Application of random forest regression in modeling the adsorption of methylene blue onto clays
摘要
The prediction of adsorption equilibrium in heterogeneous systems remains challenging due to the variability of experimental conditions and the lack of generalizable models across independent studies. In this work, a machine learning approach based on random forest regression was developed to predict the equilibrium adsorption (qe) of methylene blue (MB) onto clays, considering both material properties and operational conditions. The model was built using a compiled dataset from 38 independent studies, comprising 1,098 adsorption experiments. Due to incomplete reporting of key variables, multiple models were constructed using different subsets of features. Under conventional cross-validation, the models achieved high predictive performance (R² up to 0.99), indicating a strong ability to reproduce observed data within the available dataset.

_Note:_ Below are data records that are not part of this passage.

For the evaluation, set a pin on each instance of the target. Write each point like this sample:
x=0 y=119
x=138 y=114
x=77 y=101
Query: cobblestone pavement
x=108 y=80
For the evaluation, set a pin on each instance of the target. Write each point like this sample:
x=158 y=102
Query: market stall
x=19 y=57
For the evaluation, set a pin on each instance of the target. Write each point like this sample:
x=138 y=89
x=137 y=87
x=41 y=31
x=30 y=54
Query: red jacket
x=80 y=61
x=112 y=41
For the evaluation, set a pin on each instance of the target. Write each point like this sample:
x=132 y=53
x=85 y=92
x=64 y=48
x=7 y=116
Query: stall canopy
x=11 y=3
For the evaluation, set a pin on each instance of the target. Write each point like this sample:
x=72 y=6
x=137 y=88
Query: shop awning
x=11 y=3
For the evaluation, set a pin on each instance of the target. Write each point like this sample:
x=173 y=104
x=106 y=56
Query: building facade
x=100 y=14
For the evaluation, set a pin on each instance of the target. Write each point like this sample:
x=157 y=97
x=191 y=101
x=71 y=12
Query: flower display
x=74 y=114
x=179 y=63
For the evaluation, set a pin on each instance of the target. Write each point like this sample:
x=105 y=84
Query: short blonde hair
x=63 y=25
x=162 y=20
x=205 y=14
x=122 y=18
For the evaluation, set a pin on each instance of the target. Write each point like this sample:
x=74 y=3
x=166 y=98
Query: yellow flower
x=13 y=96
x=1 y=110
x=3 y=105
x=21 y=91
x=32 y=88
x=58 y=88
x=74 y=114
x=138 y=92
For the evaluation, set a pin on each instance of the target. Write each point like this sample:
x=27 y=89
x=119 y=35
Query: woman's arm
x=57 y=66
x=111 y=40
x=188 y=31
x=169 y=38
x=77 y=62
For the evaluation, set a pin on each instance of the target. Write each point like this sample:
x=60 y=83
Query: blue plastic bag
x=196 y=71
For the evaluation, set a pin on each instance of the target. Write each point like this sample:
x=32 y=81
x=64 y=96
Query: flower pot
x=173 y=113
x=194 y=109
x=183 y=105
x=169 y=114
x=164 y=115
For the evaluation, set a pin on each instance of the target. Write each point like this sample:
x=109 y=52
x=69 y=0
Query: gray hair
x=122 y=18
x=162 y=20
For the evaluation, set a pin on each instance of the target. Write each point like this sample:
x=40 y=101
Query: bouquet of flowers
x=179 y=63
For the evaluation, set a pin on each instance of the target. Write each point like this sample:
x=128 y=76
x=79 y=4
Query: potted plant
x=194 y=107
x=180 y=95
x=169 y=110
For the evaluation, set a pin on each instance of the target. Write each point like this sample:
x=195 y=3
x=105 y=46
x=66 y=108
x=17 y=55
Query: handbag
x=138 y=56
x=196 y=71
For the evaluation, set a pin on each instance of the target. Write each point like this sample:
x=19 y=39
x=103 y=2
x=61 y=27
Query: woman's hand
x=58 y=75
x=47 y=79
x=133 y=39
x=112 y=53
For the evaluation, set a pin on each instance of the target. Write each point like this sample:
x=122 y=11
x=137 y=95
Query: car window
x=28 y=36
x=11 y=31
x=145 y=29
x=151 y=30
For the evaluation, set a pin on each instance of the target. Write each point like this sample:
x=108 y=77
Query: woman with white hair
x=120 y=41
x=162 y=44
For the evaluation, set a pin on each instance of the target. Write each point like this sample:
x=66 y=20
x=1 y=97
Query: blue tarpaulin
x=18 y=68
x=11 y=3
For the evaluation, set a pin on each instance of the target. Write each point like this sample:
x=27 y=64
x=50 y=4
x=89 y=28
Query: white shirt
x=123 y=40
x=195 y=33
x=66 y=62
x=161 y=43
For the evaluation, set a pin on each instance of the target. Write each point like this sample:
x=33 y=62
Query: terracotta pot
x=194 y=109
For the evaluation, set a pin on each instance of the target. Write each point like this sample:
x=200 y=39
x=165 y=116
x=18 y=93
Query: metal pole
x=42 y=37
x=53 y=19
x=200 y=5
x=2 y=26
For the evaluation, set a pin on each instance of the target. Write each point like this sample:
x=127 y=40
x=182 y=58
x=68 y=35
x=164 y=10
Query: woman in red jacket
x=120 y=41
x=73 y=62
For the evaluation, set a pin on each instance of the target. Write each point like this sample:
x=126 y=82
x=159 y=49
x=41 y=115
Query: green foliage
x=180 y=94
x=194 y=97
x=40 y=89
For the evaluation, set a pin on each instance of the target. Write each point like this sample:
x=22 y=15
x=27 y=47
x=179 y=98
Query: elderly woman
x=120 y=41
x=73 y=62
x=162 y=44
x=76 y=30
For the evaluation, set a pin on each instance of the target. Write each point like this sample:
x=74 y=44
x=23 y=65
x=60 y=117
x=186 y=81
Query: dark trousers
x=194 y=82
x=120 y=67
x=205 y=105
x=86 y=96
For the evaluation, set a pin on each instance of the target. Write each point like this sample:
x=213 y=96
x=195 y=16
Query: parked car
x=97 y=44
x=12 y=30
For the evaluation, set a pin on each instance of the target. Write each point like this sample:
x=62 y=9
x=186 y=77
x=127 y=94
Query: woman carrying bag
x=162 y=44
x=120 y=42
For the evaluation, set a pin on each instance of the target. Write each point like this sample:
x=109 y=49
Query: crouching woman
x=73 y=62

However, a more rigorous evaluation based on group-based cross-validation, which accounts for correlations among data from the same study, resulted in a significant reduction in performance (R² ≈ 0.66; MAE ≈ 48; RMSE ≈ 69), providing a more realistic assessment of model generalization. Among the evaluated models, the formulation using a reduced set of variables and the largest dataset (Model M5, 726 experiments from 23 studies) showed the most consistent performance under this framework. The model successfully captured key adsorption trends, including the influence of pH, initial dye concentration, and clay activation. The results highlight that, while conventional validation may overestimate predictive performance, more stringent validation strategies are essential for assessing model robustness across heterogeneous datasets. This study provides a step toward the development of more generalizable predictive tools for adsorption systems.